The risk of the Gln allele was 0.970 in patients with MCOS and 2.103 in controls, i.e., this allele was 2.17 times more common in patients with MCOS than in controls. This result means that the frequency of the Gln allele in healthy people has a reliable protective effect against the development of MCOS (χ2 = 9.5; RR=0.7; 95% CI - 0.602-0.877; OR=0.5; 95% CI - 0.279 -0.763). (p=0.003).

The Arg/Arg genotype as a risk factor for the development of this disease in patients diagnosed with MCOS was 0.430, and in the control group this figure was 0.154, that is, in patients with a diagnosis of MCOS, this genotype occurred 2.8 times more reliably than in healthy individuals. This result indicates that the Arg/Arg genotype has a significant aggressive characteristic for the development of MCOS (χ2=4.1; RR=2.3; 95% CI - 1.025-4.964; OR=2.8; 95% CI - 1.096 -7.128, p < 0.05).

The occurrence of the Arg/Gln genotype as a risk factor for the development of this disease in patients diagnosed with OOMS was 0.705, and in the control group this figure was 0.607, that is, in patients with a diagnosis of OOMS, this genotype occurred 1.16 times more often than in healthy individuals, but this difference was not significant (χ2=0.06; RR=1.1; 95% CI - 0.715-1.676; OR=1.2; 95% CI - 0.580-2.326; p=0.8).

The Gln/Gln genotype as a risk factor for the development of this disease in patients diagnosed with MCOS was 0.400, and in the control group this figure was 0.957, that is, in healthy individuals, this genotype occurred 2.4 times more often than in patients diagnosed with MCOS. This result indicates that the Gln/Gln genotype has a strong protective property against the development of MCOS (χ2=5.3; RR=0.6; 95%-0.391-0.873 CI; OR=0.4; 95%-0.209-0.838 CI ; p=0.021).

5. Conclusions

Summarizing, according to the obtained results, the Gly482Ser polymorphism of the PPARGC1A gene was associated with the development of metabolically complicated obesity, based on the more frequent occurrence of the Ser mutation allele (2.18 times more often) than the group of healthy individuals, the heterozygous Gly/Ser genotype (1.2 times more often) and mutational genotype Ser/Ser (3.0 times more often).
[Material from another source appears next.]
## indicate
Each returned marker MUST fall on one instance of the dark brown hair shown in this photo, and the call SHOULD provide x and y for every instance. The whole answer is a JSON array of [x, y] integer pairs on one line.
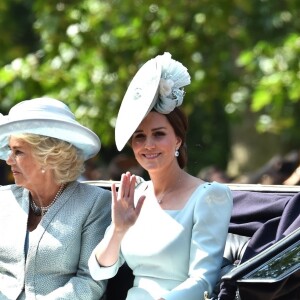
[[179, 122]]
The G2548A polymorphism of the LEP gene was associated with MCOS, the mutation allele A was significantly more common in the group of patients with obesity compared to the control group (60% vs. 33.1%), this pattern was not characteristic of the mutational genotype.

With regard to the Arg223Gln polymorphism of the LEPR gene, an association of MCOS with the normal Arg allele (2.2 times more often), with the normal homozygous Arg/Arg genotype (2.8 times more often) was determined. Based on the obtained results, it can be concluded that there is a risk of developing MCOS in patients with defects in the Gly482Ser polymorphism of the PPARGC1A gene, whose mutational alleles and genotypes are highly associated with this category of patients. Early determination of the presence of defects in this polymorphism will create an opportunity to identify risk groups for the development of metabolic complications in patients with obesity and will allow for personalized preventive measures.